Esasında bu da sosyolojinin siyasete – ya da politik mücadeleye – yansımasıdır. Diğer bir ifadeyle anomali normaldir. Önce içtimai savruluş, ardından politik kaos geliyor. Türkiye’de de olan budur.
Devletin fethi üzerinden devletin farklı kesimler üzerine tahakküm aracı olarak kullanılması, Türk modernleşmesi denen Osmanlı-Türkiye dönemlerini kapsayan modernleştirme hareketleri için ortak bir özelliktir. Türkiye toplumu fragmentlere ayrıldı. Belki de bu fragmentlerin bir arada tutulduğu bir tutkal vardı ve bu da ceberut devletti. O devlet çağın gereklerinden dolayı dönüşmek durumunda kalınca, toplumsal kumaşın farklı ve birbirini sevmeyen dokuları kıyasıya bir rekabete başladılar. Bu mücadele hiç bitmedi. Osmanlı’dan miras olarak Cumhuriyet’e geçti. Aynı Osmanlı toplumsal dokusunun mikro evren olarak Cumhuriyet’e intikal etmesi gibi, yeni devlet kurabilirsiniz, ama sosyolojinin hayaleti sizi terk etmez. Türkiye Cumhuriyeti devleti de yamalı sosyolojiyi devraldı ve kaderini biraz da bu belirlemiş oldu.

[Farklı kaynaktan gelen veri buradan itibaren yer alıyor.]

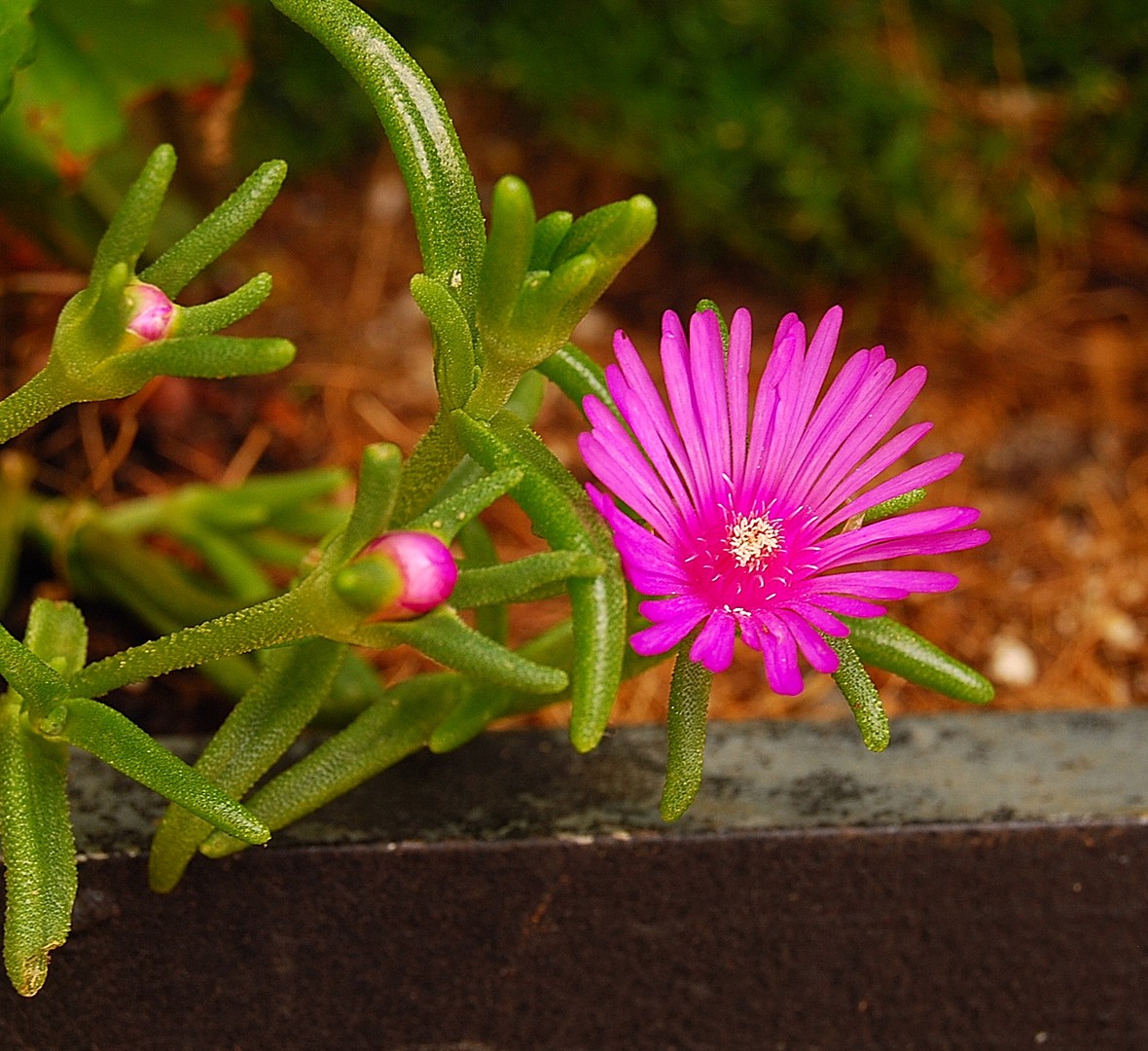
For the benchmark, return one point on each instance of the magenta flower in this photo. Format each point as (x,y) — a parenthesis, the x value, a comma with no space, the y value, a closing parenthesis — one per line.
(753,520)
(152,313)
(426,570)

Vücudu kumaşın malzemesine uydurmak yerine, kumaşı (sosyolojiyi) vücuda (devletin istediği formata) getirmeye çalıştılar. Bunu istisnasız devleti ele geçirmek isteyen her grup yaptı. Ele geçirmek diyorum, çünkü asgari müştereklerde uzlaşmamış, buna niyeti de pek olmayan, paralel toplum fragmentleri daima bu taktiği izledi. Başka yazılarda da kullandığım bir terimle ifade etmek gerekirse şayet, bu devlet sürekli “birilerinin devleti” oldu, tüm toplumun devleti olamadı. Çünkü tüm toplumun üzerinde birleştiği bir tür gayrı resmi ve sivil anayasa olmadı. Hukuksal anayasa metinleri de cumhuriyetin ideal insanını yaratma hedefi güden manifestolar ola geldi.

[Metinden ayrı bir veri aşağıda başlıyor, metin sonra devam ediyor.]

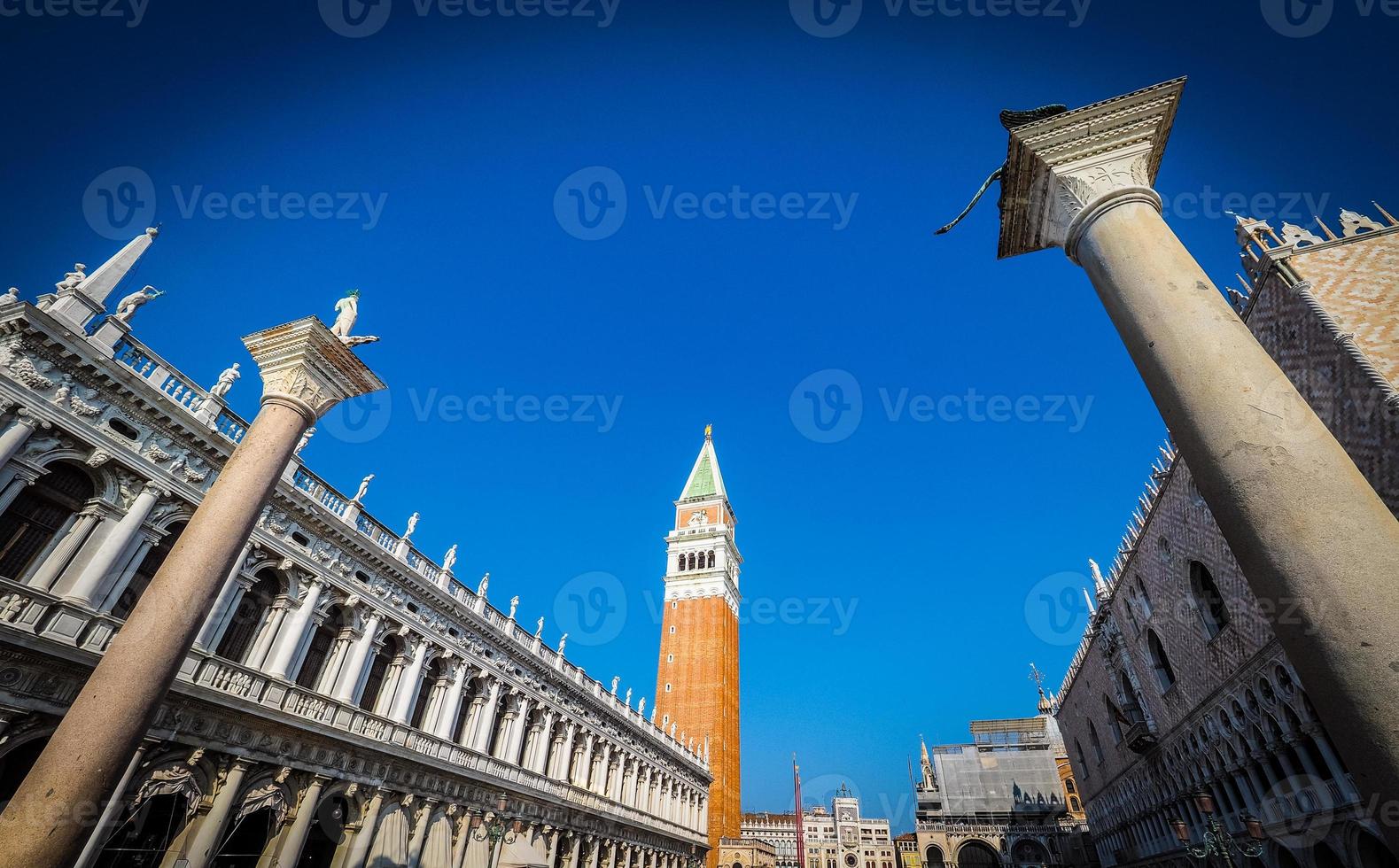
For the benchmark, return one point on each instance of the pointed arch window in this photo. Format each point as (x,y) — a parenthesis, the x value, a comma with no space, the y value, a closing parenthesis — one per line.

Üzerinde anlaşılmış ve içe sinmiş bir anayasa yapamamış olmak, bir devlet için varlık sorunudur. Hayır, konuyu anlamsız bir güvenlikleştirme üzerinden geliştirip, “o zaman güçlü devlet olmalı” türü bir mesaj falan verme niyetim yok. Bilakis, yazının başında ele aldığım devlet tanımına gönderme yapıyorum; devlet toplumun örgütlenmiş halidir. Ama bu normal toplumlar için geçerli. Eğer sosyolojiniz toplum değil, paralel toplumcuklar ürettiyse, çatı bir devlet ve onun birleştirici bir anayasası üzerinden ortak gelecek ve ortak erek tespit ederek mutlu-mesut yaşamak mümkün olmuyor.

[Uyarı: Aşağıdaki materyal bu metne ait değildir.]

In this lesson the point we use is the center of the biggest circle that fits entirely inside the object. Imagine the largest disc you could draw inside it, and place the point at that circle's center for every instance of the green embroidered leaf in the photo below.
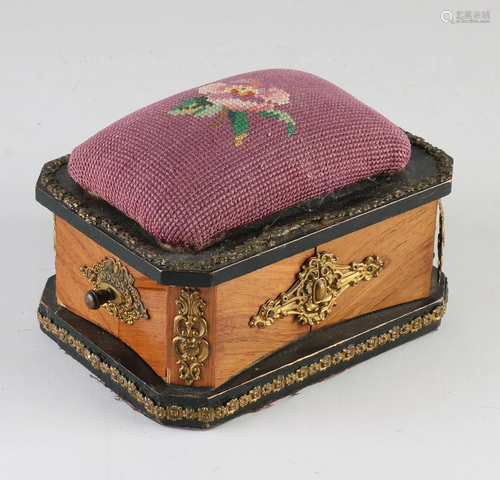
(190, 106)
(239, 120)
(208, 111)
(282, 117)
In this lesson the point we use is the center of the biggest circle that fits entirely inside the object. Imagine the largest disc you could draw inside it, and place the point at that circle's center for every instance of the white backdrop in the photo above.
(429, 409)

Santrifüje girmiş bu tür sosyolojilerde onarıcı, birleştirici, müşfik devlet denemeleri ve onların civic coğrafi kimliğe dayalı “yeni ortak kimlik üretme” denemelerinin daha fazla şansım oluyor. Türkiye bu şansı 1920’den 1923’e giden süreçte kaçırdı. 23 Nisan bunu bize hatırlatıyor ve tarihin ziyaret edilmemiş, konfor bozucu tozlu raflarından hepimize “Benden ders alın” diye fısıldıyor.
Yönsüz devlet, yönsüz toplumların kaderidir.